La recherche d’un emploi est plus compliquée pour les personnes âgées de plus de 50 ans que pour les plus jeunes. C’est aussi dû aux préjugés, relève l’ancien conseiller ORP Kurt Hochstrasser.
Vous avez travaillé pendant plusieurs années comme conseiller en personnel dans un office régional de placement. Quelles expériences avez-vous faites, en particulier avec les personnes de plus de 50 ans en quête d’un emploi?
Kurt Hochstrasser: J’étais moi aussi dans cette tranche d’âge, ce qui constituait certainement un avantage parce que je pouvais communiquer d’égal à égal avec les personnes que je conseillais. À mon avis, la question des 50 ans et plus est surestimée et les médias en font parfois trop. Il y a bien sûr des personnes qui ont de la peine à trouver un emploi malgré leur grande expérience professionnelle. Mais j’en ai accompagnées beaucoup qui ont retrouvé un job assez vite. Il est tout simplement faux de dire que les candidat-e-s âgé-e-s ne trouvent pas d’emploi. Selon mon expérience, la recherche est plus compliquée à partir de 50 ans et devient difficile au-delà de 60 ans. J’ai toutefois pu placer dans une entreprise quelqu’un qui avait 64 ans.
Vous avez vous-même fait l’expérience de la recherche d’emploi à un âge avancé.

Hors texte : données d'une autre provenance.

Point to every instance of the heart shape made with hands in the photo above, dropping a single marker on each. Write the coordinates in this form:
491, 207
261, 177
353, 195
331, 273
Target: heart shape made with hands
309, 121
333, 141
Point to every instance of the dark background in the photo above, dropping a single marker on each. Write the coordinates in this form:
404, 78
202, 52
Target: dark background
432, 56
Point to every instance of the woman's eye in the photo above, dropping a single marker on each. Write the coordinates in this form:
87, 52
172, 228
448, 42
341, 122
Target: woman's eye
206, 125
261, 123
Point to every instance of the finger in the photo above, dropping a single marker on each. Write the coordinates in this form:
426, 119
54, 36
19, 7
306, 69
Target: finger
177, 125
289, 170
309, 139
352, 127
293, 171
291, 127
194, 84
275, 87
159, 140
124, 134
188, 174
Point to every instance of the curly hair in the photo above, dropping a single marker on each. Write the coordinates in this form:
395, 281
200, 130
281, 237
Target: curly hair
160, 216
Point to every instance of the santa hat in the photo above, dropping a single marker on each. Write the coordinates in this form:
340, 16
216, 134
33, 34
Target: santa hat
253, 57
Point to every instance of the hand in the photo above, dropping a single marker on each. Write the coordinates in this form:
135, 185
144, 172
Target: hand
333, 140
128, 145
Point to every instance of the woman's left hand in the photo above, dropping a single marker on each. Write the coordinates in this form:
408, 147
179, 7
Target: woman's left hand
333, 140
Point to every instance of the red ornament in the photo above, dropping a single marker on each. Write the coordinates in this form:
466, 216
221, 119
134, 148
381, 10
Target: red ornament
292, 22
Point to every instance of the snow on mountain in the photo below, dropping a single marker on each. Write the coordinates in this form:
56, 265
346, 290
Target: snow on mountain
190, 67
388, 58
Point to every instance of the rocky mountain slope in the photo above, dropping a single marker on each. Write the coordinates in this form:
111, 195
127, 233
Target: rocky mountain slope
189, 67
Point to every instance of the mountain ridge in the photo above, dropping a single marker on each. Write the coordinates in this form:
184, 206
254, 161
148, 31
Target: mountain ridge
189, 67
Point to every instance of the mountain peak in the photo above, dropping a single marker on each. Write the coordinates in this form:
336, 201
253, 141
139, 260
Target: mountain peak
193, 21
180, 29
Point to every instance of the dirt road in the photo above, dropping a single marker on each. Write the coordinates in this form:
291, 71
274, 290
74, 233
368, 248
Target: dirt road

Ça a été pour moi une expérience vraiment nouvelle. Ma conseillère ORP était un peu désemparée. Je lui ai alors dit que je pourrais faire le même travail qu’elle, ce qui a marché grâce à ma large expérience professionnelle. Voilà comment je suis devenu conseiller en personnel.
On dit que nombre de demandeurs et demandeuses d’emploi âgées sont surqualifiées? Est-ce vraiment un problème?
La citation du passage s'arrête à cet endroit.